Escalating violence in Iraq drives up oil prices
Escalating violence in Iraq drove crude oil and the dollar higher on Friday while damping the appetite for global equity markets, even as bullish news from the US tech sector lifted stocks on Wall Street.
Brent crude edged above $113 a barrel, up more than $4 this week, on concerns that an insurgency in Iraq could trigger civil war and eventually crimp oil exports.
“The market in general is trying to assess the risks on Iraq. There was a big market reaction and then the IEA (International Energy Agency) said it did not see a risk to supplies so the volatility is reflecting this,” said Olivier Jakob at Petromatrix consultancy.
The dollar strengthened against a basket of major currencies for the first time in three sessions as Iraqi violence triggered a safety bid for the US currency.
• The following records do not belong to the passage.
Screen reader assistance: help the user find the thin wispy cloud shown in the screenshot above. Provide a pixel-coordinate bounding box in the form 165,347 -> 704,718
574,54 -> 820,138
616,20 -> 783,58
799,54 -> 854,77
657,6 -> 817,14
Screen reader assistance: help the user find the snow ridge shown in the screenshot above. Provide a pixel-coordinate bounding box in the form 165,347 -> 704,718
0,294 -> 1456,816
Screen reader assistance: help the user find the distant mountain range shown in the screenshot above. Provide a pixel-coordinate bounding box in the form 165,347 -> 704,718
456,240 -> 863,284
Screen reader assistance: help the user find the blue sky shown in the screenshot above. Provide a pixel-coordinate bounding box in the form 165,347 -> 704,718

Higher US bond yields also underpinned the move. European stocks closed slightly lower but shares on Wall Street rose after Intel Corp. raised its full-year revenue outlook, citing stronger-than-expected demand for personal computers used by businesses.
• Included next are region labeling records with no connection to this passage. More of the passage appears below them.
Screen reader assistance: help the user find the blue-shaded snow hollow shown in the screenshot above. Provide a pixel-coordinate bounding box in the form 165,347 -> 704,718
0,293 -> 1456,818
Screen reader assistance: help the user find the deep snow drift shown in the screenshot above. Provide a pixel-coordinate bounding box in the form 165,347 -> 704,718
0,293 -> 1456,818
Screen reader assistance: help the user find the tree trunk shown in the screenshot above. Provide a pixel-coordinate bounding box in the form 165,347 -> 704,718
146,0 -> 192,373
Intel added the most gains to the three major indices on Wall Street, and its shares were up 6.9 percent at $29.89. MSCI’s all-country world equity index slipped 0.02 percent, and was down 0.7 percent for the week.
The FTSEurofirst 300 index of top European shares closed down 0.2 percent at 1,389.83, moving further away from this week’s 6-1/2-year high. The Dow Jones industrial average added 11.85 points, or 0.07 percent, at 16,746.04.The Standard & Poor’s 500 Index was up 2.69 points, or 0.14 percent, at 1,932.80. The Nasdaq Composite Index was up 6.74 points, or 0.16 percent, at 4,304.37.
Brent was up 24 cents at $113.26 per barrel, off a peak of $114.69, its highest since September.
US crude was up 40 cents at $106.93, off a high of $107.68, also a nine-month peak.
The US dollar index, which measures the dollar against a basket of six major currencies, rose 0.08 percent at 80.657. The euro slid 0.15 percent against the dollar at $1.3530, while the dollar rose 0.3 percent against the yen at 102.01.
Despite the decline in riskier assets, benchmark US bond prices fell, pushing yields slightly higher. Sterling surged on Friday after the Bank of England hinted at an interest rate rise this year. Benchmark US 10-year notes fell 6/32 in price to yield 2.606 percent.